Even in a rough economy, apparently, someone out there is doing something:
Silicon Valley-based startup incubator Y Combinator is getting just over one application per minute, according to a Tweet from co-founder and partner Paul Graham.
In an earlier interview, Y Combinator founder Paul Graham stated that the total value of the 316 companies funded by YC is about 3 billion dollars - possibly as much as 4.7 billion. Total investment on the part of YC?
About 5 million dollars. That's an investment of about $15,000 per company.
Graham goes on to point out that YC generally has a 2%-10% stake in the companies they invest in - so the total initial investment in these companies range from $30,000 to $750,000. Let's be pessimistic, and say that on average, these companies raised $500,000 in initial private investments from YC and other sources. That's 1.6 billion dollars in investments, going to companies that are now valued at 2-3x their initial investment.
Say each of those companies employs... oh, 8 people. Two founders, someone to handle the finances, three folks doing the day-to-day work, and a couple additional people to handle sales and marketing.
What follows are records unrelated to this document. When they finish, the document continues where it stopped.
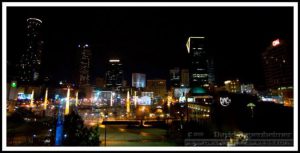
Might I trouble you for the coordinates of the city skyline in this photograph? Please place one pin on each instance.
(149, 74)
(149, 40)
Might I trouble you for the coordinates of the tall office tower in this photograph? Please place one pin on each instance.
(278, 64)
(175, 77)
(198, 61)
(211, 71)
(31, 59)
(84, 64)
(184, 80)
(157, 86)
(138, 80)
(114, 74)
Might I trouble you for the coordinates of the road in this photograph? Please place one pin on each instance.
(121, 135)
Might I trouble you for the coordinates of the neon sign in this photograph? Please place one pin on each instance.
(225, 101)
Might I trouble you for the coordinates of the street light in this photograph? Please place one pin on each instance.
(251, 105)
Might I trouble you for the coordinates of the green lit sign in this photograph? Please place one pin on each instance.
(14, 84)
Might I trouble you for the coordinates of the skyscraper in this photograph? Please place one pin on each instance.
(185, 81)
(278, 69)
(114, 74)
(175, 77)
(198, 61)
(84, 64)
(278, 65)
(31, 59)
(157, 86)
(138, 80)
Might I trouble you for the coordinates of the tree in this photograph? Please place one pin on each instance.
(76, 134)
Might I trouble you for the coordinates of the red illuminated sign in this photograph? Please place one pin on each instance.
(276, 42)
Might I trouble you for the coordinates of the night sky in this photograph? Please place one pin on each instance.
(152, 40)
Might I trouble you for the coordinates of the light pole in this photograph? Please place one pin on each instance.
(251, 105)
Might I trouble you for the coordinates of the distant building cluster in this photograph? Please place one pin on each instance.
(195, 84)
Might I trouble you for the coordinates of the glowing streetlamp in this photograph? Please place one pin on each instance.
(67, 102)
(276, 42)
(251, 105)
(46, 99)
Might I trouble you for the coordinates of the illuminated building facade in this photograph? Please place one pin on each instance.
(138, 80)
(158, 87)
(233, 86)
(175, 77)
(30, 62)
(84, 65)
(278, 65)
(278, 69)
(184, 80)
(114, 74)
(199, 61)
(247, 88)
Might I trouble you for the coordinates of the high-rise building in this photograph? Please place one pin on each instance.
(211, 71)
(138, 80)
(233, 86)
(84, 64)
(31, 59)
(175, 77)
(278, 65)
(278, 69)
(184, 80)
(158, 87)
(99, 82)
(114, 74)
(198, 61)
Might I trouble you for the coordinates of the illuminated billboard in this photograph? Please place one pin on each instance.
(145, 100)
(138, 80)
(180, 92)
(22, 96)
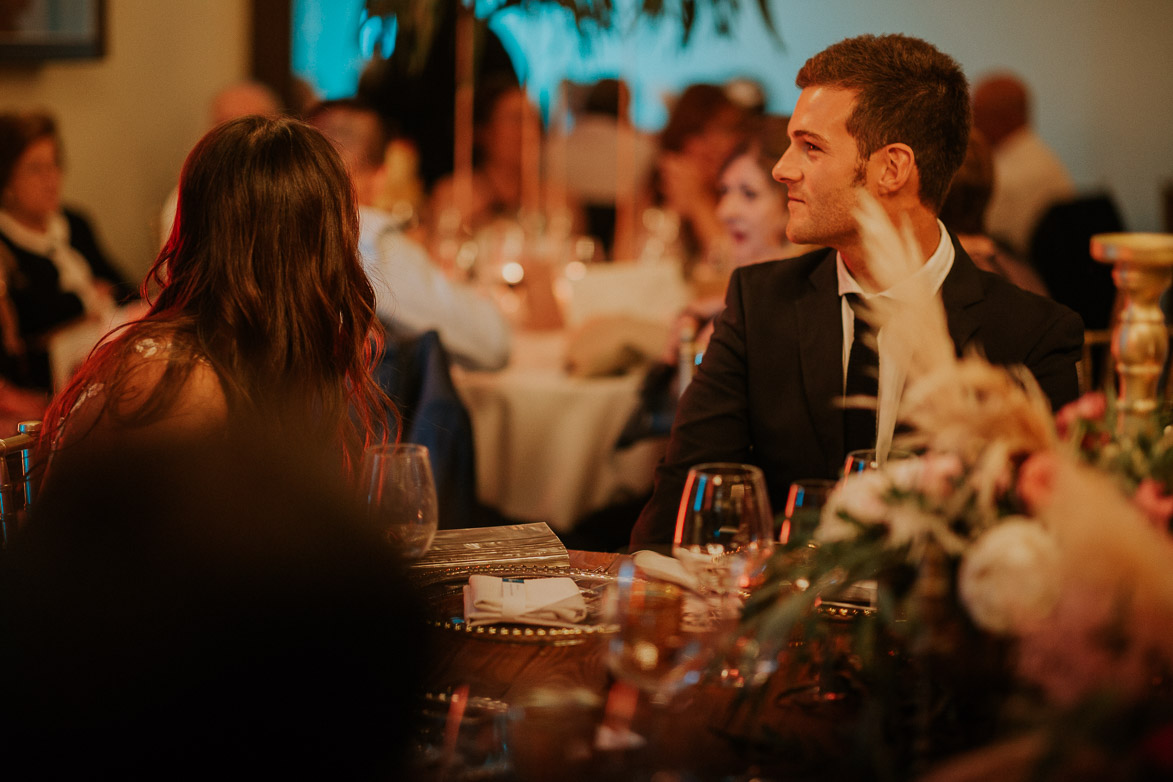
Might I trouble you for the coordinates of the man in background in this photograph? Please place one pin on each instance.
(412, 294)
(1028, 177)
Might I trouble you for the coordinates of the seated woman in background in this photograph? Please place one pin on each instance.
(703, 128)
(503, 120)
(54, 273)
(753, 212)
(964, 213)
(263, 313)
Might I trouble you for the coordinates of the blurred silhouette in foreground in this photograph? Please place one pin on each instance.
(185, 610)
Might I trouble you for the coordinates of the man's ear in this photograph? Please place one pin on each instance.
(895, 168)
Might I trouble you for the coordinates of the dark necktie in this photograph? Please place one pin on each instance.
(862, 380)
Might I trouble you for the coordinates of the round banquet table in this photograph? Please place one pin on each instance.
(546, 440)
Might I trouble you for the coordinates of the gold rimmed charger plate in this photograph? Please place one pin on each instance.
(442, 591)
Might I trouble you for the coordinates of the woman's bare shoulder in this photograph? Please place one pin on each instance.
(155, 389)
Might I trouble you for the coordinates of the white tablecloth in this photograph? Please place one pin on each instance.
(546, 441)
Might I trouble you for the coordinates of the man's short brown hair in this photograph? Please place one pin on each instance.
(910, 93)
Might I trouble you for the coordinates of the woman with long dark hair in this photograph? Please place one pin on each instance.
(264, 315)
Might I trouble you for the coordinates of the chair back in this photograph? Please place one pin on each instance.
(414, 374)
(19, 481)
(1060, 252)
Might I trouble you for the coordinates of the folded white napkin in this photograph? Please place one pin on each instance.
(666, 569)
(546, 602)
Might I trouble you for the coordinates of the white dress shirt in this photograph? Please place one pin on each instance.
(414, 296)
(892, 376)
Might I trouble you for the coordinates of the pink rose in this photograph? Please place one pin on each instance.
(1036, 480)
(1154, 503)
(1091, 406)
(940, 474)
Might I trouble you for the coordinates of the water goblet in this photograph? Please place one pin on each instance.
(869, 458)
(400, 496)
(725, 529)
(662, 641)
(804, 507)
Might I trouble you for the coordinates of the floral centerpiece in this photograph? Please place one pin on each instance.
(1025, 555)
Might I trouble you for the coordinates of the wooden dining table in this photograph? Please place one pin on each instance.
(569, 719)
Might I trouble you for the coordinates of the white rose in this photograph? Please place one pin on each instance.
(904, 474)
(859, 496)
(1009, 579)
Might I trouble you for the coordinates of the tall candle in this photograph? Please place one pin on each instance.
(462, 151)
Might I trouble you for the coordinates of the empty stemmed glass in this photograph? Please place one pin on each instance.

That's 316 companies, at 8 jobs each, for a total of 2,528 jobs created at the cost of 1.6 billion dollars... or about $62,500 per job.
As I've noted before, under President Obama's "jobs plan", we're looking at a cost of $1,600,000 per job.
In other words... private investment, in the form of Y Combinator and other investment firms, is 25 times more efficient at turning investment dollars into jobs than the proposed "jobs" bill.
If the government were to flush Obama's jobs bill and instead loan that proposed $447 billion to investment firms like Y Combinator, we could potentially see 7,152,000 new jobs created in over three quarters of a million new businesses. That's enough jobs to employ every available worker in Wyoming, Vermont and North Dakota combined.
Of course, with investment spread out like that, we wouldn't have the laser-like focus on protecting the taxpayer's money that has given us such rock-solid, non-political investments like Solyndra and Granite Reliable. (Edit: Oh, and now SunPower, as well. Joy.)
Y'know, I think I could live with that.